Can you vectorize the for loop?

Here’s resources to help:

Sorry I cannot help more than these pointers.

Bumping this because I’m doing something similar and it seems like it would be better to stick here than start a new thread.

I’m wondering how this worked out for you? I am playing with something similar, and came up with nearly the same model. There are two differences in how I approached it. I converted the outcome to a one dimensional array and the predicted log-odds to a vector so that the likelihood can be vectorized, like @Richard_Erickson suggested.

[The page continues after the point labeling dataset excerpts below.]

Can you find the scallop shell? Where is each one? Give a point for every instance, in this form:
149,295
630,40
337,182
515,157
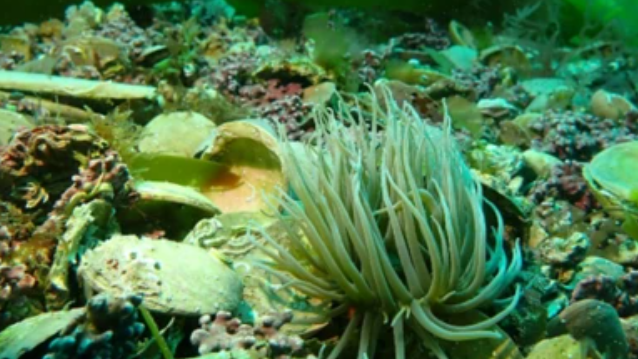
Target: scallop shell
174,278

Second, your model for the log-odds:

L_Omega ~ lkj_corr_cholesky(4);
z ~ multi_normal_cholesky(x_beta, L_Omega);

forces the standard deviation of the errors in the log-odds to be 1. I think you would want to add parameters to estimate the standard deviations. It seems like they would probably be smaller than 1 (e.g. a standard normal distribution centered at 0 in the logit space would have a 95% interval of ~ .12 - .88 in probability space). I’m wondering if allowing uncertainty in the log-odds (as I also have done) would make it difficult to get precise estimates of the coefficients since it allows more values to be compatible? Maybe putting fairly strong regularizing priors on the standard deviations might be a good idea?

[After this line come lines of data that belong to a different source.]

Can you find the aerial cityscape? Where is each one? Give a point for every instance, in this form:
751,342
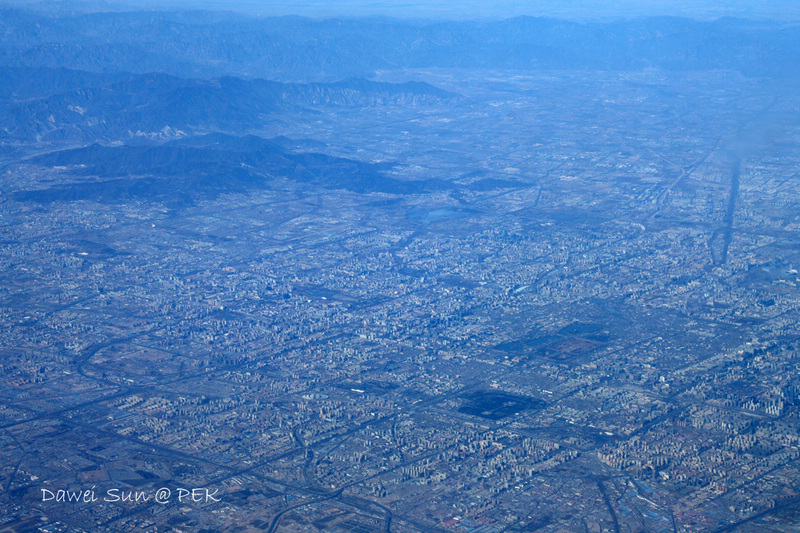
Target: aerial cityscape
419,288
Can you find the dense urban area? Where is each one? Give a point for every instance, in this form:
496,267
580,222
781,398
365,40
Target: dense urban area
555,301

Interested in any advice folks have. Here is how I’ve done it:

Thanks!

data{
  int<lower=1> K; // number of covariates
  int<lower=1> D; // number of outcome variables
  int<lower=0> N; // number of observations
  array[N, D] int<lower=0,upper=1> y; // array of binary outcomes
  array[N] vector[K] x; // covariates
}
transformed data{
  // make y 1 dimensional so that bernoulli_logit() can be vectorized
  array[N*D] int y_vec;
  {
    int j = 1;
    for(n in 1:N){
      for(d in 1:D){
        y_vec[j] = y[n,d];
        j += 1;
      }
    }
  }
}
parameters{
  matrix[D, K] beta; // matrix of coefficients
  cholesky_factor_corr[D] L_Omega; // cholesky factorization of the matrix of correlations of the log_odds
  matrix[N,D] z;
  vector<lower=0>[D] sigma;
}
transformed parameters{
  vector[N*D] l_odds; // vector of log-odds 
  array[N] vector[D] mu_odds; // array of vectors carrying the log-odds
  for(i in 1:N){
    // calculated the covarying log-odds
    mu_odds[i] = beta * x[i] + diag_pre_multiply(sigma, L_Omega) * z[i]';
  }
  {
    // make the log odds one dimmensional (so that they match y_vec) so
    // bernoulli_logit() can be vectorized
    int g = 1;
    for(n in 1:N){
      for(d in 1:D){
        l_odds[g] = mu_odds[n, d];
        g += 1;
      }
    }
  }
}
model{
  to_vector(beta) ~ normal(0, 1); // prior on coefficients
  L_Omega ~ lkj_corr_cholesky(2); // prior on correlation matrix
  to_vector(z) ~ normal(0, 1); // prior on z-score of errors
  sigma ~ exponential(2); // prior on standard deviation of errors
  
  // likelihood
  y_vec ~ bernoulli_logit(l_odds);
}

Sorry I didn’t see this earlier. You probably want to scale the correlation matrix up into a covariance matrix as described in the regression chapter of our User’s Guide. There you’ll see that you want to scale with a vector sigma of positively constrained scales to get a Cholesky factor for a full covariance matrix, which will look like L_Sigma = diag_pre_multiply(sigma, L_Omega).

It looks like you have a paramter z[k, n] for each binay observation y[k, n]. That may prove challenging to fit because it’s going to try to push the z[k, n] toward + or - infinity depending on whether y[k, n] is 1 or 0.